Program received signal SIGSEGV, Segmentation fault.
[Switching to Thread -1208080704 (LWP 22485)]
0x012753ec in _efree () from /etc/httpd/modules/libphp5.so
(gdb) bt
#0  0x012753ec in _efree () from /etc/httpd/modules/libphp5.so
#1  0x0127e4d9 in _zval_ptr_dtor () from /etc/httpd/modules/libphp5.so
#2  0x01290560 in zend_hash_destroy () from /etc/httpd/modules/libphp5.so
#3  0x01287f6e in _zval_dtor_func () from /etc/httpd/modules/libphp5.so
#4  0x0127e4d9 in _zval_ptr_dtor () from /etc/httpd/modules/libphp5.so
#5  0x0129060c in zend_hash_clean () from /etc/httpd/modules/libphp5.so
#6  0x0129fa14 in execute () from /etc/httpd/modules/libphp5.so
#7  0x0129f4f9 in execute () from /etc/httpd/modules/libphp5.so
#8  0x0127f642 in zend_call_function () from /etc/httpd/modules/libphp5.so
#9  0x012804d4 in call_user_function_ex () from /etc/httpd/modules/libphp5.so
#10 0x011fbe8a in zif_call_user_func_array () from /etc/httpd/modules/libphp5.so
#11 0x0129fd55 in execute () from /etc/httpd/modules/libphp5.so
#12 0x0129f4f9 in execute () from /etc/httpd/modules/libphp5.so
#13 0x0129f730 in execute () from /etc/httpd/modules/libphp5.so
#14 0x0129f4f9 in execute () from /etc/httpd/modules/libphp5.so
#15 0x0129f730 in execute () from /etc/httpd/modules/libphp5.so
#16 0x0129f4f9 in execute () from /etc/httpd/modules/libphp5.so
#17 0x012c0265 in zend_get_zval_ptr () from /etc/httpd/modules/libphp5.so
#18 0x0129f4f9 in execute () from /etc/httpd/modules/libphp5.so
#19 0x0129f730 in execute () from /etc/httpd/modules/libphp5.so
#20 0x0129f4f9 in execute () from /etc/httpd/modules/libphp5.so
#21 0x012c0265 in zend_get_zval_ptr () from /etc/httpd/modules/libphp5.so
#22 0x0129f4f9 in execute () from /etc/httpd/modules/libphp5.so
---Type <return> to continue, or q <return> to quit---
#23 0x0129f730 in execute () from /etc/httpd/modules/libphp5.so
#24 0x0129f4f9 in execute () from /etc/httpd/modules/libphp5.so
#25 0x0129f730 in execute () from /etc/httpd/modules/libphp5.so
#26 0x0129f4f9 in execute () from /etc/httpd/modules/libphp5.so
#27 0x0129f730 in execute () from /etc/httpd/modules/libphp5.so
#28 0x0129f4f9 in execute () from /etc/httpd/modules/libphp5.so
#29 0x01289527 in zend_execute_scripts () from /etc/httpd/modules/libphp5.so
#30 0x0125509a in php_execute_script () from /etc/httpd/modules/libphp5.so
#31 0x01301d33 in zend_get_zval_ptr () from /etc/httpd/modules/libphp5.so
#32 0x08068b28 in ap_run_handler ()
#33 0x08068e4d in ap_invoke_handler ()
#34 0x08065fbf in ap_process_request ()
#35 0x08060f25 in _start ()
#36 0x080725af in ap_run_process_connection ()
#37 0x08066deb in ap_graceful_stop_signalled ()
#38 0x080670ae in ap_graceful_stop_signalled ()
#39 0x0806716a in ap_graceful_stop_signalled ()
#40 0x08067a4e in ap_mpm_run ()
#41 0x0806de5e in main ()

08/16/06 20:39:39 changed by chrisd

Here is my exprience:

Been using EA 0.9.3 for years under IIS W2K + single processor server: 0 crash.
Under Apache with any PHP (4.x 5.x) either EA 0.9.4 or 0.9.5RC1: 1 crash /week.
Then I added a "complex" site with about 5000 page per day: 3 crash/day

So the error seems to be related to:
1) Apache only ?
2) Load (ie no load -> no crash and "more load" -> "more crash") ?

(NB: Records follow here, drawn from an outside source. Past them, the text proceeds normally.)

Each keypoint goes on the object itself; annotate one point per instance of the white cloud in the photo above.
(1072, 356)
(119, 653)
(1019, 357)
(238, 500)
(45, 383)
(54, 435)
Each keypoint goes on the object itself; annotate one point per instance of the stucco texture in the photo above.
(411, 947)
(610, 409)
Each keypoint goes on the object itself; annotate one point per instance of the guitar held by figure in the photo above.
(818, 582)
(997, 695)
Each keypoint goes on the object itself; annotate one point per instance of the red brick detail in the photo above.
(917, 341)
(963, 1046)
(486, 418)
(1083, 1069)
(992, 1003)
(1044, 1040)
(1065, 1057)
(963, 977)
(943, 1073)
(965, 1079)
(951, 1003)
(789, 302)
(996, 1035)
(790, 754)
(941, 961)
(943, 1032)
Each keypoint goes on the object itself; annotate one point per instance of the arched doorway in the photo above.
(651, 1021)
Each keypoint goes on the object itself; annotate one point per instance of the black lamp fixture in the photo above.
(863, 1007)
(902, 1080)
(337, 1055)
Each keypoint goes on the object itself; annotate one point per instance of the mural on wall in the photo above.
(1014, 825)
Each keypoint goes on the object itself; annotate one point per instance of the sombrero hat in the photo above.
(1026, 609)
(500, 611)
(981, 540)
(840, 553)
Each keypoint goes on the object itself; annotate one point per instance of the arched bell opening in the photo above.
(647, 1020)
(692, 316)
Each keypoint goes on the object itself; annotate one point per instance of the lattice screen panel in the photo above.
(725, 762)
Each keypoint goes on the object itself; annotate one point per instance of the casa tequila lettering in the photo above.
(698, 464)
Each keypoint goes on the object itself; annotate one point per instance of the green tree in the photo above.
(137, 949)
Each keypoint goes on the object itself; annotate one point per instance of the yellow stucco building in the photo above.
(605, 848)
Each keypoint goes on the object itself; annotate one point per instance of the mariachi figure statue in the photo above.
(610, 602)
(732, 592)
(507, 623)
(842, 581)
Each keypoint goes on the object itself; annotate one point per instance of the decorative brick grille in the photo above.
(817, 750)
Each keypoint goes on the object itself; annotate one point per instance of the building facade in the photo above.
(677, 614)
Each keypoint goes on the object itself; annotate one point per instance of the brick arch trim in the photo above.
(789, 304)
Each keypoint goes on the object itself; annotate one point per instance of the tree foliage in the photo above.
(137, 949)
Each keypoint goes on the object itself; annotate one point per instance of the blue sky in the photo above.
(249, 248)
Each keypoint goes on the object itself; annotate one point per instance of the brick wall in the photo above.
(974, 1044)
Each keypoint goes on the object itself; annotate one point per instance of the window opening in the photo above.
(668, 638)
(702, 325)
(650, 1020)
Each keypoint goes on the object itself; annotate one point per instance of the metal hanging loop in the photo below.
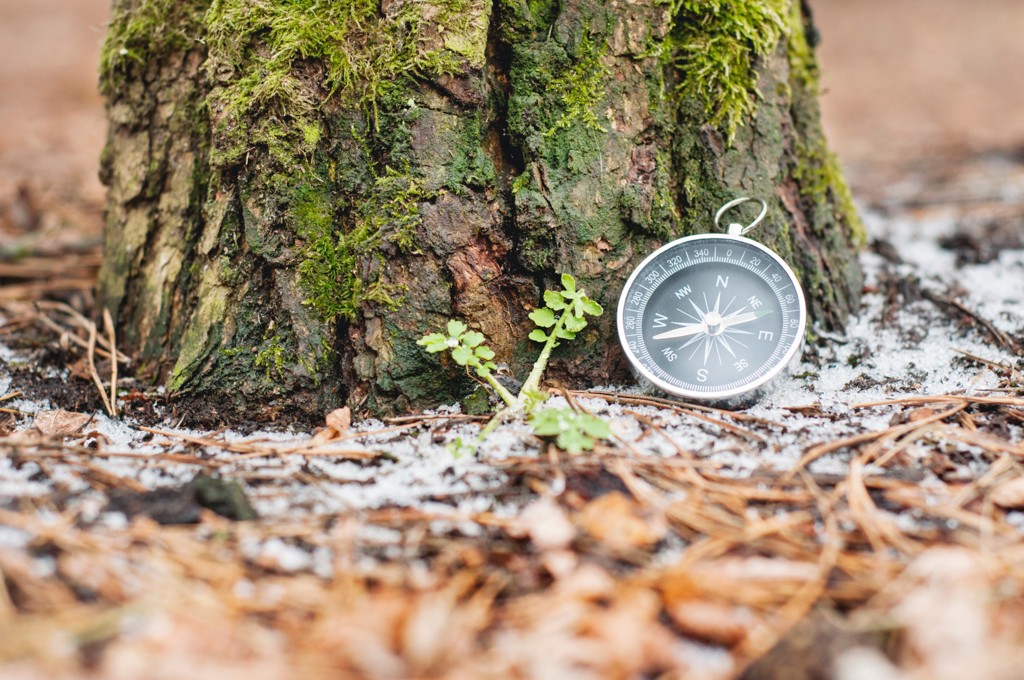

To try to identify a pattern, I've created a page, asking for feedback about this at: http://www.sitebuddy.com/php/eaccelerator_crash_apache_php_crashed_on_opline

Christophe D.

09/15/06 18:10:16 changed by bart

  • milestone set to 0.9.6.

I think this bug has been resolved in revision 272, I made a snapshot from the 0.9.5 branch so this can be tested.

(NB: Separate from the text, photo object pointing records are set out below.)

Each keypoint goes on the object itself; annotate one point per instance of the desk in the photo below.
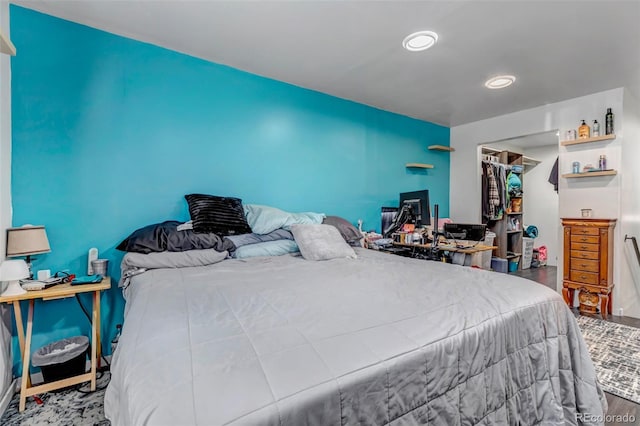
(450, 247)
(56, 292)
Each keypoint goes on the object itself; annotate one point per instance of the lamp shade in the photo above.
(13, 270)
(27, 240)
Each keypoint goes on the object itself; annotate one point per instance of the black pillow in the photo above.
(221, 215)
(165, 237)
(349, 232)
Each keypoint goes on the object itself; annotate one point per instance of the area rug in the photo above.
(68, 407)
(615, 351)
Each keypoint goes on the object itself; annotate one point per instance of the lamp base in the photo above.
(14, 289)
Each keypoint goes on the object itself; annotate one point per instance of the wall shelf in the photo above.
(591, 174)
(6, 46)
(441, 148)
(528, 161)
(419, 166)
(588, 140)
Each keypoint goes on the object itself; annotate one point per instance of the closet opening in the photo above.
(520, 200)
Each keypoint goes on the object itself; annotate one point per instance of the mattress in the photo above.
(380, 339)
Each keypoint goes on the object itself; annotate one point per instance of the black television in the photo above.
(418, 201)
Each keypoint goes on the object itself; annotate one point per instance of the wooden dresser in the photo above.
(588, 263)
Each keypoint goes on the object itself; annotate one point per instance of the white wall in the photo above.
(540, 203)
(603, 194)
(628, 292)
(6, 387)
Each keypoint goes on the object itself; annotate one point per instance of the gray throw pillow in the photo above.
(349, 232)
(321, 242)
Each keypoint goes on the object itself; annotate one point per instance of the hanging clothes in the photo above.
(494, 190)
(553, 177)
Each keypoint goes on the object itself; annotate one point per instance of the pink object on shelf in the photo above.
(542, 253)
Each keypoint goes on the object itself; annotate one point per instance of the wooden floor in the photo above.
(548, 275)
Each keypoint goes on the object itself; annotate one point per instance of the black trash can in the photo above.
(62, 359)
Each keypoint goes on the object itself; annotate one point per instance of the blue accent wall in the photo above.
(110, 133)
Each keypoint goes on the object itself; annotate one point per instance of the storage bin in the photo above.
(62, 359)
(499, 265)
(527, 252)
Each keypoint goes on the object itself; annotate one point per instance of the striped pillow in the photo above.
(219, 215)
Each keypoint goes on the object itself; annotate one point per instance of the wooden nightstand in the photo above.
(588, 263)
(56, 292)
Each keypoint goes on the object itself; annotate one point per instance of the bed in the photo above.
(379, 339)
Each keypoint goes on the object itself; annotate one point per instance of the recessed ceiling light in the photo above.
(422, 40)
(500, 82)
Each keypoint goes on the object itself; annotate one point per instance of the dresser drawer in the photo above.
(584, 277)
(592, 255)
(579, 230)
(585, 239)
(585, 247)
(585, 265)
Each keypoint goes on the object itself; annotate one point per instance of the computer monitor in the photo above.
(418, 201)
(465, 231)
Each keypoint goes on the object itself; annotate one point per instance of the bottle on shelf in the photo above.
(583, 130)
(602, 163)
(608, 122)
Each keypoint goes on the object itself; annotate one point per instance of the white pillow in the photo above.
(321, 242)
(265, 219)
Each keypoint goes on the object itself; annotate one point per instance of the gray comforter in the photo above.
(376, 340)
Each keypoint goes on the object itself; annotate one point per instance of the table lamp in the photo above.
(13, 271)
(26, 241)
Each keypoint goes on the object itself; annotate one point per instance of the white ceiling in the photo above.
(522, 143)
(352, 49)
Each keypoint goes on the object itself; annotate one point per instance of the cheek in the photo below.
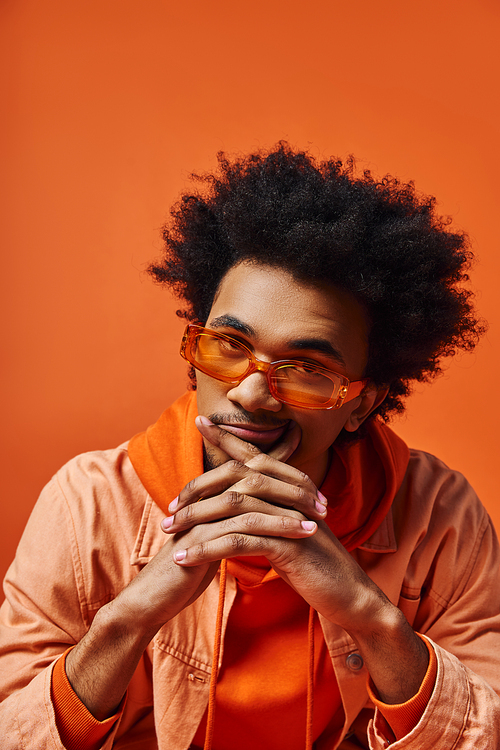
(318, 433)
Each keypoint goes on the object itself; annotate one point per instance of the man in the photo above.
(357, 604)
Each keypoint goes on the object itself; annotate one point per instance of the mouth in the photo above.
(257, 434)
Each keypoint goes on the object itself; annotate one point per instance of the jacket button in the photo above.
(354, 662)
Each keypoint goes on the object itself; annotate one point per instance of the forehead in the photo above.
(280, 310)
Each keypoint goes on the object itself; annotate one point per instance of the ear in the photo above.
(371, 397)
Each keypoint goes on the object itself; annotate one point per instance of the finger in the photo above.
(247, 454)
(240, 449)
(228, 505)
(262, 477)
(255, 491)
(254, 534)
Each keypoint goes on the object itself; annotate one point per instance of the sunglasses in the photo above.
(290, 381)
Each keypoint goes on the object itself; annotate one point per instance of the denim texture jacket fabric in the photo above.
(435, 555)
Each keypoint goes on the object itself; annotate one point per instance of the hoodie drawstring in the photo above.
(215, 667)
(310, 680)
(215, 659)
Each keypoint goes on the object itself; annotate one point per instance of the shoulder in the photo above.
(100, 480)
(439, 517)
(430, 488)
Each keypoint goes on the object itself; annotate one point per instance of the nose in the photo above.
(253, 394)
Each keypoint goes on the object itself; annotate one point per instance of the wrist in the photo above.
(396, 658)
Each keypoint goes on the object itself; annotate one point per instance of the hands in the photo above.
(256, 505)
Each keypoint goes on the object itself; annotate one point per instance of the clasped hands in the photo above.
(255, 504)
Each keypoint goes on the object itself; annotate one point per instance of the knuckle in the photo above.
(191, 486)
(259, 461)
(233, 499)
(304, 478)
(237, 542)
(251, 520)
(201, 550)
(286, 523)
(255, 481)
(185, 515)
(299, 495)
(254, 450)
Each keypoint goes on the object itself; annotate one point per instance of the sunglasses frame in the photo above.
(348, 389)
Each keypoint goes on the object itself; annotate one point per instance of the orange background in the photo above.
(109, 104)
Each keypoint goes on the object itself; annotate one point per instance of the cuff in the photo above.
(77, 727)
(403, 717)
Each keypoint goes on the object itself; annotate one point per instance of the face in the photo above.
(278, 317)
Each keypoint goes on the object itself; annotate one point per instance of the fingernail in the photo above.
(173, 505)
(308, 525)
(322, 498)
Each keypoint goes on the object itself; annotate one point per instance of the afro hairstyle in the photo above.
(378, 239)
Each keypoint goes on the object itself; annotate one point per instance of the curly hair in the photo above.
(378, 239)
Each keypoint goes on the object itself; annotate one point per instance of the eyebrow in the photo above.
(322, 346)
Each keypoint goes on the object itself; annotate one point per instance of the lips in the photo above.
(256, 434)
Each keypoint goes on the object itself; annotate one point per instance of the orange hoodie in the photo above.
(265, 665)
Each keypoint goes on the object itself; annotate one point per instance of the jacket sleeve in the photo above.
(42, 615)
(456, 605)
(462, 714)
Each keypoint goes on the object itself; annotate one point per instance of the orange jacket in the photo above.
(435, 555)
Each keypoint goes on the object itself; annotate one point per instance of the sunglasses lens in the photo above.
(304, 385)
(228, 360)
(218, 356)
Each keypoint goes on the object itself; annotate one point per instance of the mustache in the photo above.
(244, 417)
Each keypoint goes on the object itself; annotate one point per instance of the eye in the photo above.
(229, 348)
(307, 373)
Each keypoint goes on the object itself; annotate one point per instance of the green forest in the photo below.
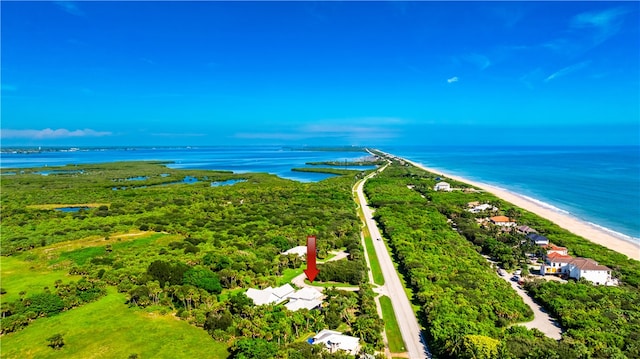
(163, 243)
(467, 310)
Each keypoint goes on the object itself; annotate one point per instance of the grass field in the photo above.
(330, 284)
(18, 275)
(396, 344)
(108, 328)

http://snapshots.eaccelerator.net/eaccelerator-0.9.5-svn272.tar.gz

10/19/06 14:37:32 changed by tomlove

I updated to rev. 272 and it worked great for about 10 days on 3 high-concurrency dual Xeons. The usual random segfaults have gone.

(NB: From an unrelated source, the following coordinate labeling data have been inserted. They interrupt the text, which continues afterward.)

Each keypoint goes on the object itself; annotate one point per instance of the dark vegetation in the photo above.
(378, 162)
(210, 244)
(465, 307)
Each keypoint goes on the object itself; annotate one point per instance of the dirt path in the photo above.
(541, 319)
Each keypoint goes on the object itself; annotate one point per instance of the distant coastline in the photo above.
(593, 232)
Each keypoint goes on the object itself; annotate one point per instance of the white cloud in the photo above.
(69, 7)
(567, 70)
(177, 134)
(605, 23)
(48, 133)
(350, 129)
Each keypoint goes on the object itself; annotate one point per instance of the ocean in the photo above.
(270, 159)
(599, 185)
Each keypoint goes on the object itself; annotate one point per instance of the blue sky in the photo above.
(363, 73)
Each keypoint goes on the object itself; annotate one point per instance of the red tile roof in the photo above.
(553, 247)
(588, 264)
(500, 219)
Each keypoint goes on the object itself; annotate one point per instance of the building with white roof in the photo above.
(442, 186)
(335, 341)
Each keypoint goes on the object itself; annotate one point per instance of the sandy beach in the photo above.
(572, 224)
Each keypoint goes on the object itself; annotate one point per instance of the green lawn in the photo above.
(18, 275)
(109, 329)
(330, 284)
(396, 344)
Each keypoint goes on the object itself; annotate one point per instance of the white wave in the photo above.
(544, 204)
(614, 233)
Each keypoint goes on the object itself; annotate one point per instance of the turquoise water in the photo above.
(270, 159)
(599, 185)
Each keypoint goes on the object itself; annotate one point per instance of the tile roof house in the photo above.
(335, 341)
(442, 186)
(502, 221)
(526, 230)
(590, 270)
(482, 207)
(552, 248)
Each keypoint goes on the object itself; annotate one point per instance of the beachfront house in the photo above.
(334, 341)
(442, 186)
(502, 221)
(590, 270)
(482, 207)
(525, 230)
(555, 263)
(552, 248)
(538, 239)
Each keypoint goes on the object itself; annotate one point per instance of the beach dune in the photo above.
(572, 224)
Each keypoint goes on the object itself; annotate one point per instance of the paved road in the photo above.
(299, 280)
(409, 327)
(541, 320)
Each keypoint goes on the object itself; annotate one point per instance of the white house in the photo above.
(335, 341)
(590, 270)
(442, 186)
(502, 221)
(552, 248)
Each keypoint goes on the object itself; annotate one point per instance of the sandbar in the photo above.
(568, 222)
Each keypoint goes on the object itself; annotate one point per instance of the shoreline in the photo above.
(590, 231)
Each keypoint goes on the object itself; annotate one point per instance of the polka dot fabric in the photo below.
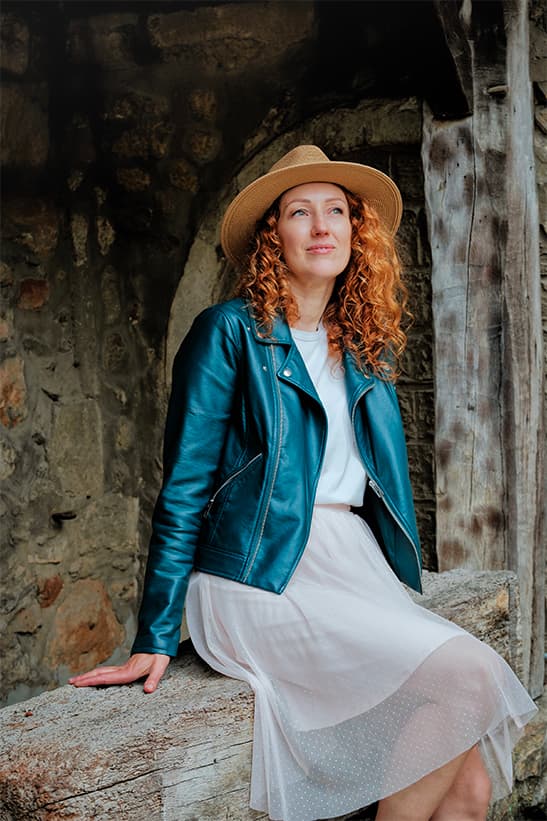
(359, 692)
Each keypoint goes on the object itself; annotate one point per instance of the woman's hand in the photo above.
(151, 665)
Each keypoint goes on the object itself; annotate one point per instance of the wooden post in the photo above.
(483, 223)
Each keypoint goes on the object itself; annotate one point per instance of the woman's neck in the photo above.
(311, 305)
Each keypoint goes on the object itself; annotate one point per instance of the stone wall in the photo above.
(123, 125)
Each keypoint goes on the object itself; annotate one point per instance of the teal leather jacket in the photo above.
(244, 443)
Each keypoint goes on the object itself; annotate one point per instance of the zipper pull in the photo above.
(376, 488)
(207, 510)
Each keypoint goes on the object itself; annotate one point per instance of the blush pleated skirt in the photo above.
(359, 692)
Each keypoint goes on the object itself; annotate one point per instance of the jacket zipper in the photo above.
(376, 487)
(227, 481)
(276, 467)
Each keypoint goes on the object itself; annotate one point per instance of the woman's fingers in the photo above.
(158, 668)
(136, 667)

However today I got a segfault which deadlocked apache 1.3.34. No backtrace or anything unfortunately, just the following:

[ 27770 ] EACCELERATOR: PHP crashed on opline 9 of eaccelerator_get() at /home/<removed>.php:406

[Thu Oct 19 07:19:40 2006] [notice] child pid 27770 exit signal Segmentation fault (11)
[Thu Oct 19 07:19:41 2006] [notice] child pid 27630 exit signal Segmentation fault (11)

This was happening a lot before I started using non-blocking locks on some of my _get() & _put() combinations. Not sure if there's any relationship but I still suspect eacc's locks.